Posted: Thu 17th Mar 2022
Enterprise Nation has joined forces with think tank The Entrepreneurs Network to call on chancellor Rishi Sunak to use the Spring Statement on 23 March to tackle the rising cost of doing business or risk damaging the UK's appetite to start-up.
With the Bank of England forecasting inflation rising to 7% and a crippling 50% increase in energy costs, we urge Rishi Sunak to act decisively next week to protect small business communities from eyewatering inflationary pressures.
Small firms are not only contending with skyrocketing costs, they are also facing the end of financial support schemes put in place to soften the impact of the pandemic.
We have produced a fresh report ahead of the Spring Statement which details the deluge of costs small firms are dealing with. They include wage demands in response to inflation and worker shortages; supply chain disruption which continues to drive up costs, and the business rates reliefs that helped businesses weather the impact of the pandemic are being withdrawn.
Some businesses, such as those in the hospitality sector will also see temporary VAT reductions to 12.5% expire and go back up to 20%. These same firms will also have to contend with a 1.25% rise in Employers’ National Insurance Contributions, a move confirmed by the Treasury at the weekend.
We are urging the government to introduce a range of policies to avoid stifling small business growth:
Allow micro businesses with less than five employees to use the new Help to Grow schemes.
Rule out a new online sales tax on SMEs.
Reinstate and expand the New Enterprise Allowance to £100 per week for up to a year, allow recipients to access more of it upfront, and expand the eligibility of the scheme to all 23-year-olds earning less than the National Living Wage.
Help entrepreneurs to scale and innovate by scrapping the sunset clause for Enterprise Investment Scheme (EIS), Seed Enterprise Investment Scheme (SEIS), and Venture Capital Trusts (VCTs) and simplify the process for Advanced Assurance.
Support the opening up of data to make it easier for small businesses to learn about the wide array of support schemes available.
In his Mais lecture, chancellor Rishi Sunak outlined a vision of a "future economy built on a new culture of enterprise", but that strategy must include small and micro businesses and the self-employed, or risk reducing the UK’s entrepreneurial appetite.
A growing seed funding gap and dramatically reduced numbers of self-employed are evidence that the now healthy start-up pipeline could be impacted without swift intervention.
Emma Jones, founder and CEO of Enterprise Nation, said:
“We totally support the chancellor’s vision to create a new culture of enterprise. The UK’s appetite to start a business is at record levels, and the reality is, it isn’t just the next Google or Meta the government should pay attention to.
“Our research shows that the UK’s enterprise culture is contending with spiralling and pinching costs, new tax burdens and reduced financial support. Small firms are still excluded from the very schemes put in place by government to support growth. If we were to add in an online sales tax it could tip some firms over the edge and could have a serious effect on the UK’s future economy.
“We urge the chancellor to consider these recommendations in his Spring Statement.”

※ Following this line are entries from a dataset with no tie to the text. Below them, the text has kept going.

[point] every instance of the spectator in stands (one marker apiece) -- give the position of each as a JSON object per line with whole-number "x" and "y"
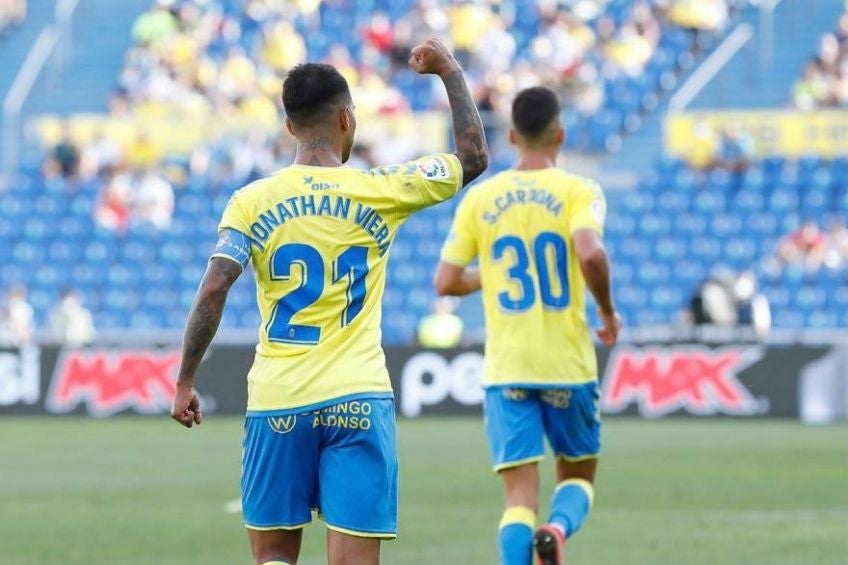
{"x": 752, "y": 307}
{"x": 362, "y": 157}
{"x": 152, "y": 200}
{"x": 735, "y": 150}
{"x": 714, "y": 302}
{"x": 143, "y": 153}
{"x": 628, "y": 51}
{"x": 112, "y": 210}
{"x": 812, "y": 90}
{"x": 100, "y": 154}
{"x": 66, "y": 154}
{"x": 443, "y": 328}
{"x": 708, "y": 15}
{"x": 805, "y": 246}
{"x": 836, "y": 253}
{"x": 17, "y": 323}
{"x": 71, "y": 323}
{"x": 155, "y": 26}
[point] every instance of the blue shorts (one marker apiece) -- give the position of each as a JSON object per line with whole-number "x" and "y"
{"x": 519, "y": 418}
{"x": 340, "y": 460}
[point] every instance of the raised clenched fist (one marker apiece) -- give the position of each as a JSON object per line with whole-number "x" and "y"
{"x": 432, "y": 58}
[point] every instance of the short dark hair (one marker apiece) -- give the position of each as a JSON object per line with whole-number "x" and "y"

Sam Dumitriu, research director at The Entrepreneurs Network, said:
“The chancellor recently set out his vision for "a future economy built on a new culture of enterprise". To make it a reality will require policies that halt the decline in self-employment, that fill the emerging seed-stage funding gap, and support small businesses at a time of sharply rising energy costs.
“The chancellor needs to support businesses to realise their growth ambitions. Instead of hitting SMEs with new taxes, he should be fixing and expanding schemes such as Help to Grow and tax reliefs like SEIS.”
You can read the full report here.
Karen Watkins, Enterprise Nation member and founder of HR and organisational design firm Rowan HR, thinks rising prices means small firms are shouldering higher costs without benefiting from support programmes such as Help to Grow.
“Time is money, and the compliance and regulations that surround running a business place a huge constraint and burden on micro businesses.
“We are expected to comply with the same level of regulations that bigger businesses do but on a fraction of the budget, we pay the same financial obligations, yet we are regularly excluded from schemes that could mean the difference between surviving or thriving.”
Matthew Walker, Enterprise Nation member and co-founder of Savora Drinks, has always kept a keen eye on different methods of raising finance. Savora has benefitted from two rounds of SEIS investment, as well as grant funding such as through the government’s Kickstart Scheme and Innovate UK’s Young Innovators Programme.
“SEIS is a great way for SMEs to raise investment and there are plenty of investors out there looking to invest through the SEIS and EIS schemes. However, there is often a mismatch.
“Unless you have personal connections within your network who are looking to invest, it is difficult to find the investors - and equally difficult for the investors to find the SMEs to invest in.”